Little is known about which companies Apple invests in. It occasionally owns stakes large enough to be declared: Apple was a founding investor in British chip designer ARM, but has sold out, and owns 9% of Hertfordshire-based Imagination Technologies, which designs video and audio chips.

Braeburn does not file a record with the American stock market regulator, or the Investment Adviser Public Disclosure register; it is not an independent adviser but a division of a private company.

It is free to hold any assets – for all anyone knows they could be short positions on the shares of its major rivals such as Samsung and Google, or the sub-prime mortgages of American homeowners, lumped together and traded on the financial markets.

Indeed, it declares ownership of nearly $9bn of mortgage and asset-backed securities, according to filings. The decision to locate Braeburn in Nevada rather than Apple's home state of California makes sense because Nevada does not collect corporation tax or capital gains tax.

California, by contrast, has a corporate tax rate of 8.84%, a rate of contribution to the public coffers that has not been enough to prevent a school funding crisis in a state that houses some of the world's most valuable companies.

Managing its money from Nevada also allows Apple to lower its tax bills in other states.

Florida, New Jersey and New Mexico discount taxes when a company's financial management is in another jurisdiction.
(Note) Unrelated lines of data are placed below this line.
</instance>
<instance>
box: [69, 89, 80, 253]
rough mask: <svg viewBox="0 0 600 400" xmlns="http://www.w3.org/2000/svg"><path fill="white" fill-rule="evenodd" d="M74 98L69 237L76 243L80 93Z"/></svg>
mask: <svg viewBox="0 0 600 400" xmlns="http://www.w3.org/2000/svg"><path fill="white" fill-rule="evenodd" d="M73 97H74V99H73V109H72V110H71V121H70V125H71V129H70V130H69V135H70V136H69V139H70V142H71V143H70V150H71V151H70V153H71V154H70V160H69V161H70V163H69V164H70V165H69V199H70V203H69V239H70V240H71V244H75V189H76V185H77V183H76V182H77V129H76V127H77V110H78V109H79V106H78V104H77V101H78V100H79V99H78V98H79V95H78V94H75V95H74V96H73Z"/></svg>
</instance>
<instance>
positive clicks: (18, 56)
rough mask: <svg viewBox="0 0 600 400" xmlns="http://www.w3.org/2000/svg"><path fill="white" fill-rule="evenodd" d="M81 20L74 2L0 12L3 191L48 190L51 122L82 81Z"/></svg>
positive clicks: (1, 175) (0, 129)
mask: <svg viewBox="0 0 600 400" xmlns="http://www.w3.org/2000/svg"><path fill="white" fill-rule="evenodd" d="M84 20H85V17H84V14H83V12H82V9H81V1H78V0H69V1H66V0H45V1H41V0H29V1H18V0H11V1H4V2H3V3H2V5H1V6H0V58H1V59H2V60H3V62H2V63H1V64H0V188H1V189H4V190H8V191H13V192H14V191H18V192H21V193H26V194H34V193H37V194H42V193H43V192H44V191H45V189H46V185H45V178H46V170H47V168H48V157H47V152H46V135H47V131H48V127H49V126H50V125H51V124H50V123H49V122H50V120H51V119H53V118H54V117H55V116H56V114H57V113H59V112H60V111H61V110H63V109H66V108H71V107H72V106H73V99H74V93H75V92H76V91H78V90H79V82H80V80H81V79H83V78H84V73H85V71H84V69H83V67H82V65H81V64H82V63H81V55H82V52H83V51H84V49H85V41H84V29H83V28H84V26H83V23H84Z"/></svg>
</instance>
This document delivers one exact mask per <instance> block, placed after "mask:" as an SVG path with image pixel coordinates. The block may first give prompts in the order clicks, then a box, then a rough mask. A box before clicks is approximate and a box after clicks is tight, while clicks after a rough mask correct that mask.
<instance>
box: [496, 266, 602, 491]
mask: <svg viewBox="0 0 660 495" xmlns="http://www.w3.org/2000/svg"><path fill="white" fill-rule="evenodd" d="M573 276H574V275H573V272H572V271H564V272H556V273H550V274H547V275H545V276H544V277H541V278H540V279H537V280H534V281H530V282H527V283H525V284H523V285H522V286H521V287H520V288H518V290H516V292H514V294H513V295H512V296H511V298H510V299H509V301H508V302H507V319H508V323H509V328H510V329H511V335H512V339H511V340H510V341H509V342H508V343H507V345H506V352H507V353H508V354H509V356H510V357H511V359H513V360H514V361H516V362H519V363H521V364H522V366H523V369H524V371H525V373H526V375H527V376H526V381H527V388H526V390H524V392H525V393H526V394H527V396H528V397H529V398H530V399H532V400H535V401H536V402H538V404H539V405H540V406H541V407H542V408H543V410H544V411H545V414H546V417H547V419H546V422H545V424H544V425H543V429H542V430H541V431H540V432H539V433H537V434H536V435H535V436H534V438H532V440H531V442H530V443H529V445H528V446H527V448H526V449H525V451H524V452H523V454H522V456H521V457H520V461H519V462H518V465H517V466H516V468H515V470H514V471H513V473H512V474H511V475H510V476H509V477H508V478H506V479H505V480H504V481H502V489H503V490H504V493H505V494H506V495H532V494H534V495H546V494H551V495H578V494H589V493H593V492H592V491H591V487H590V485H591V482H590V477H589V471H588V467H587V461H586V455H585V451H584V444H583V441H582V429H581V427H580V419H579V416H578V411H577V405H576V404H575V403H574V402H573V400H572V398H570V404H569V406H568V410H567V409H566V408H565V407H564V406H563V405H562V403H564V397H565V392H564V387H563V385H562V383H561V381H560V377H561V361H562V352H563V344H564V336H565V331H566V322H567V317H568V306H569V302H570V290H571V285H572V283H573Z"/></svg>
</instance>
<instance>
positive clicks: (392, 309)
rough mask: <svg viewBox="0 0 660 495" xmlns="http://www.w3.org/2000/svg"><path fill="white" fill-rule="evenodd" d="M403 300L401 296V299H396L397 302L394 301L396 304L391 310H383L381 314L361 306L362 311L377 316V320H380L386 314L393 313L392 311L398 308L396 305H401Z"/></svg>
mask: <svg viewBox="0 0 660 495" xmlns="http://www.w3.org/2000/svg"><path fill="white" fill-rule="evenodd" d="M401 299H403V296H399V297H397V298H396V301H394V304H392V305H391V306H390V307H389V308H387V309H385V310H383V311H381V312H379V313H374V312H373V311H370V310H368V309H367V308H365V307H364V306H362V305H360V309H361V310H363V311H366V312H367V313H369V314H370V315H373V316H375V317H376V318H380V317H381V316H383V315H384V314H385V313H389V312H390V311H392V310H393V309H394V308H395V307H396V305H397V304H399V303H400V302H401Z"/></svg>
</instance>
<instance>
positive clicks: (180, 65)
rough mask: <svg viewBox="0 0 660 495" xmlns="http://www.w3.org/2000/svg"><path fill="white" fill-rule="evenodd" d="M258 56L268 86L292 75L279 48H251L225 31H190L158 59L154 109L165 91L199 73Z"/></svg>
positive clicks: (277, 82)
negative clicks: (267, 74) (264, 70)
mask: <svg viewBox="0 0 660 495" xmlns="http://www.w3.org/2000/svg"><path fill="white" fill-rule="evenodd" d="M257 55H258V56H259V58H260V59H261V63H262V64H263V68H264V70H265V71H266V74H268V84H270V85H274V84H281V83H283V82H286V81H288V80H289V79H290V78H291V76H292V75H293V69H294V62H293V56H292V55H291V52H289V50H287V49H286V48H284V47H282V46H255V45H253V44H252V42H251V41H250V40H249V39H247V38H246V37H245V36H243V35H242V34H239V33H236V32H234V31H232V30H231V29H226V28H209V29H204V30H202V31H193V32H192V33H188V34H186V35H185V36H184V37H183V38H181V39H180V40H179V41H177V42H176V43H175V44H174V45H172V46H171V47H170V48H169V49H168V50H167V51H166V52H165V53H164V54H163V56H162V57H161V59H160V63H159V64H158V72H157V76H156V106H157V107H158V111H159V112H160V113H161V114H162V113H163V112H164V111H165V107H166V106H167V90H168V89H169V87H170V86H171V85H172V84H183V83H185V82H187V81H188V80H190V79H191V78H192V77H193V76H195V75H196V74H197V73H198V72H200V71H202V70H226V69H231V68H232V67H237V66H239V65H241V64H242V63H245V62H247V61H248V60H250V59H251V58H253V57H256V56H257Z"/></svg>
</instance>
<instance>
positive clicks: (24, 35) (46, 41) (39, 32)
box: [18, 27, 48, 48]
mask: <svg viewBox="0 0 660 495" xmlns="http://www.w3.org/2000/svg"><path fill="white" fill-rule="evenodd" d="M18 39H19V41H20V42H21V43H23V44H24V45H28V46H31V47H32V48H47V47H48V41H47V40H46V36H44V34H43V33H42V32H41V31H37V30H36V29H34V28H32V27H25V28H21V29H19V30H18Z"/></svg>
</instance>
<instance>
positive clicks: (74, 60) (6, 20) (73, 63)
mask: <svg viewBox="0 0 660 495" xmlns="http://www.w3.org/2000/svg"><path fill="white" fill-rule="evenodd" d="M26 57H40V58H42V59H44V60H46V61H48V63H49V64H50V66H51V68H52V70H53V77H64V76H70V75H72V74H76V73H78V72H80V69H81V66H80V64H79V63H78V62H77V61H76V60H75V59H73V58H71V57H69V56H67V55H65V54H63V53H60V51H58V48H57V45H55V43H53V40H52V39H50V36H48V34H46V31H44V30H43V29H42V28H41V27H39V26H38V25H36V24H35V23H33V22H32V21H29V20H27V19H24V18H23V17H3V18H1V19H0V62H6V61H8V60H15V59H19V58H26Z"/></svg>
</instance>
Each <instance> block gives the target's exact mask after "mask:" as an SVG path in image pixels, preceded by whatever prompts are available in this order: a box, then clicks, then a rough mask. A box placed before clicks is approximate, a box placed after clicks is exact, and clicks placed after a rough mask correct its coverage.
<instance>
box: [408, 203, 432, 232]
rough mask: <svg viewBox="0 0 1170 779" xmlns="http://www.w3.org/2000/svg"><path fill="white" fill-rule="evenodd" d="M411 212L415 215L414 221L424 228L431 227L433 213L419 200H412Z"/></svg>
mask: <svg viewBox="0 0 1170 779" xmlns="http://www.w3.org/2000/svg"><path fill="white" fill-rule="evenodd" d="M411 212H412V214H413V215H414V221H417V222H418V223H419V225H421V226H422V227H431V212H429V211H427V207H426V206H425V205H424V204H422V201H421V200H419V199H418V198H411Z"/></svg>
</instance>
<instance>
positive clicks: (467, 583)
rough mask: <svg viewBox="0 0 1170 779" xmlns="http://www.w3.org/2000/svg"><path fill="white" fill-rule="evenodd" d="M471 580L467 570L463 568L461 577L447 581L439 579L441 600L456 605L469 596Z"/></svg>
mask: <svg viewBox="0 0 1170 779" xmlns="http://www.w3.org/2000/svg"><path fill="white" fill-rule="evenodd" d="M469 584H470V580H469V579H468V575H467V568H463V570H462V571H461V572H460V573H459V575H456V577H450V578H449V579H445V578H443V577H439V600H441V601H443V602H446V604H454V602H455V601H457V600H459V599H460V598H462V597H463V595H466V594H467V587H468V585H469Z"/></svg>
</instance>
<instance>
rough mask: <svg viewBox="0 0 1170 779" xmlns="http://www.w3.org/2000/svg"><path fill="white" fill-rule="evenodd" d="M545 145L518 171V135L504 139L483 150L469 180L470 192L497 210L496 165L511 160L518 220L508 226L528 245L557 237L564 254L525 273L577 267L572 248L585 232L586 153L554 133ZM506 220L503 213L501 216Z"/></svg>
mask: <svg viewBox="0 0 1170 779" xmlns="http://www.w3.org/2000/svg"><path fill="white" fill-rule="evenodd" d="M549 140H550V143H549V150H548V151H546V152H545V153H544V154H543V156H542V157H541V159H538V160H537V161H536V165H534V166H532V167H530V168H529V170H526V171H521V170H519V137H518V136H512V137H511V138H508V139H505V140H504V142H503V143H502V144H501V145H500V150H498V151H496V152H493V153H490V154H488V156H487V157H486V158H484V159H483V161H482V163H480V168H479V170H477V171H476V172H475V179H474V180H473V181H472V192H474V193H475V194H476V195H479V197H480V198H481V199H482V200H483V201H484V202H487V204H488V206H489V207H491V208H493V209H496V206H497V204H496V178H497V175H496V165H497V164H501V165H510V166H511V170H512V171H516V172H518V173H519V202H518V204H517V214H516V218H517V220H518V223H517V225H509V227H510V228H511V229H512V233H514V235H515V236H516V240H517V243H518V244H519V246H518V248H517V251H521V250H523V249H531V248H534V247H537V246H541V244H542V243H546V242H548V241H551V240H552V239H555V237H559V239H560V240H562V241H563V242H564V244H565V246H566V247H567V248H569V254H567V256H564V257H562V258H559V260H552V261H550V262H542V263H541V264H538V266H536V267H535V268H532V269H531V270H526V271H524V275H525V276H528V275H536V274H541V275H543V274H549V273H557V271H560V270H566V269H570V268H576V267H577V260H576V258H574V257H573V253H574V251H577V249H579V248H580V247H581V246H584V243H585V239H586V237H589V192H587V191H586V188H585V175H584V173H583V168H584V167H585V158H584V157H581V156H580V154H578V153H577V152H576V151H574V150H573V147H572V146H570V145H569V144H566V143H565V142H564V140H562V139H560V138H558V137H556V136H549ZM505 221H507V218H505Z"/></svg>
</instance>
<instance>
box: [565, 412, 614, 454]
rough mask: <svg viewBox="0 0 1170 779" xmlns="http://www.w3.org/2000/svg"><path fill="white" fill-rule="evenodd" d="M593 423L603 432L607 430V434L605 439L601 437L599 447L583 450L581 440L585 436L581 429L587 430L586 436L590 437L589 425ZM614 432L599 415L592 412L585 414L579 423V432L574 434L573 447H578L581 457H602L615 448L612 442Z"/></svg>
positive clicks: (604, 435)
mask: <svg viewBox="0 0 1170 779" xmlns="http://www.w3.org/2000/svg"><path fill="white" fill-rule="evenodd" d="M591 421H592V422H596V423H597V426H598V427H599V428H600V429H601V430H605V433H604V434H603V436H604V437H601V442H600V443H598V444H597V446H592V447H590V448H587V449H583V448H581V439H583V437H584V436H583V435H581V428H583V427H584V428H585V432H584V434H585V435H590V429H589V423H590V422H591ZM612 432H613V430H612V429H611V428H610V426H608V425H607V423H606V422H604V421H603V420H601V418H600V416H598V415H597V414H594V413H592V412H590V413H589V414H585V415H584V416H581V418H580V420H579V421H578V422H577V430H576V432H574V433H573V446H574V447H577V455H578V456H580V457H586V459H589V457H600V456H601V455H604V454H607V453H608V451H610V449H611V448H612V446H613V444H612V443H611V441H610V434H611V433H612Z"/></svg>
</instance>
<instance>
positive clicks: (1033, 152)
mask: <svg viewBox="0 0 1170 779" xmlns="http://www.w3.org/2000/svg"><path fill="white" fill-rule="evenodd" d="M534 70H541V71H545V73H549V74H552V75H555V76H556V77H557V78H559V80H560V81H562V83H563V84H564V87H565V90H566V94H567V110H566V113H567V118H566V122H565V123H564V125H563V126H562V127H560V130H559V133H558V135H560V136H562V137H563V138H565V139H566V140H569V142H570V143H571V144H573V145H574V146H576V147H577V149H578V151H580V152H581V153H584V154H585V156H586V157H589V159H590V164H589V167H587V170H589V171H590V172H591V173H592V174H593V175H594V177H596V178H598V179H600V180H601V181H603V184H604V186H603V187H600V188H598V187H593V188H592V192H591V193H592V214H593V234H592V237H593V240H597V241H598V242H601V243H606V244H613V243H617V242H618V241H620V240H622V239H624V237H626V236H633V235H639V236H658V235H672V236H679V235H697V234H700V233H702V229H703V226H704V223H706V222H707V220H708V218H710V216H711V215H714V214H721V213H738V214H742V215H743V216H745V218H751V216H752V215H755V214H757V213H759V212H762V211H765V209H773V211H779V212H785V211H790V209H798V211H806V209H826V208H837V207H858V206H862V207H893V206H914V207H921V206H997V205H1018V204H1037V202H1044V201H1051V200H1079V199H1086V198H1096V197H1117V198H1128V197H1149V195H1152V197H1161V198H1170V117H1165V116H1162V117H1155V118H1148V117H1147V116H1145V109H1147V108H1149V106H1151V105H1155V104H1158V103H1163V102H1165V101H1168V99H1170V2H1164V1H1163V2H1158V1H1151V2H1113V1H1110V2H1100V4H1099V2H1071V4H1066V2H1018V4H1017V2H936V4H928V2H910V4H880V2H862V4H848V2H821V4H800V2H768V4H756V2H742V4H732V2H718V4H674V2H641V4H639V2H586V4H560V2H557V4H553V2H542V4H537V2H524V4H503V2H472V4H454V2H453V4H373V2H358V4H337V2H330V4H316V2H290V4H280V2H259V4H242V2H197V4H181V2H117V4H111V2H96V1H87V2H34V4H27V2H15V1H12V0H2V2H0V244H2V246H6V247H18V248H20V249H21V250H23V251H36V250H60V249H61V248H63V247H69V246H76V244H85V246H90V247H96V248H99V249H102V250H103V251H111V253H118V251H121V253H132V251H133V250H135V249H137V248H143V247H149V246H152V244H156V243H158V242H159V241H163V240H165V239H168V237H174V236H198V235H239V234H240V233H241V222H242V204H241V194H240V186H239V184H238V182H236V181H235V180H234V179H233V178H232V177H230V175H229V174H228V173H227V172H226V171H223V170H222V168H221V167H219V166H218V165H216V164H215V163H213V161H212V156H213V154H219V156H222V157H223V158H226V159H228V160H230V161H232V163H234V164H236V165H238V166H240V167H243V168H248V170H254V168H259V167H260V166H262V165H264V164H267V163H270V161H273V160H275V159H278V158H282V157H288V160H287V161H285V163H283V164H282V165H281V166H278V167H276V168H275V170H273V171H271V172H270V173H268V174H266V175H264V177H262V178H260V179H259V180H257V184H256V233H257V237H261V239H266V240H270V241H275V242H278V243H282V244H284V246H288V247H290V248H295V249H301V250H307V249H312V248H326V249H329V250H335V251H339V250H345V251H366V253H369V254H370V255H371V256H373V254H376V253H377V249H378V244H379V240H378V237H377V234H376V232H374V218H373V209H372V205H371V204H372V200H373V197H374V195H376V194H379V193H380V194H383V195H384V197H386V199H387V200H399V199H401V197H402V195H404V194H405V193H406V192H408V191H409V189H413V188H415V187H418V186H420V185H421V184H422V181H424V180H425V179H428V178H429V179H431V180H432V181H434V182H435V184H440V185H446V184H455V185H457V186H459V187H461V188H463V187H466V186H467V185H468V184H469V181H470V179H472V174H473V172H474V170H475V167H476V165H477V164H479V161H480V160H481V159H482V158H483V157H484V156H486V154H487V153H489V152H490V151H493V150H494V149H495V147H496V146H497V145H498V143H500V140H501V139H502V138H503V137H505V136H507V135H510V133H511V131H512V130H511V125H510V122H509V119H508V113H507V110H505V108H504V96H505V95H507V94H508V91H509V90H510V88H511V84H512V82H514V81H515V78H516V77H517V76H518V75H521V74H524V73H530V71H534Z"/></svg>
In 2006, Apple listed only cash and short term investments in its filings, but Braeburn's managers are expected to take the long view.

Apple now holds nearly $90bn of its money in "long-term marketable securities". According to analysis by the New York Times, since founding Braeburn, Apple has earned more than $2.5bn in interest and dividend income on its cash reserves and investments around the globe.

Apple declined to comment on Braeburn's activities, but in the year its investment arm was established, an Apple spokesman explained that it would function as a regional treasury office, on a par with existing offices at its Cupertino headquarters, in Singapore and in Cork, Ireland.

The Nevada Annual Report, a register of companies located in the state, lists three Braeburn officers: Apple attorney Gene Levoff, Michael Shapiro and Gary Wipfler, who as Apple's treasurer is the person officially responsible for the management of the technology titan's billions.

Various Braeburn employees have filled in pared down profiles on LinkedIn, the corporate networking site, including Steve Johnson, who claims to be chief investment officer, and Rhys Gray, a chartered financial accountant previously employed by investment management firm Payden & Rygel.

Ted Mulvaney describes himself as a portfolio manager at Braeburn, and is also linked to Magrathea Financial Services, a Reno based investment firm named after a Hitch-Hiker's guide to the Galaxy planet, known as one of the wealthiest in the universe due to its extraordinary trade – building customised planets to order. Braeburn's team may be modest, but its scope is galactic.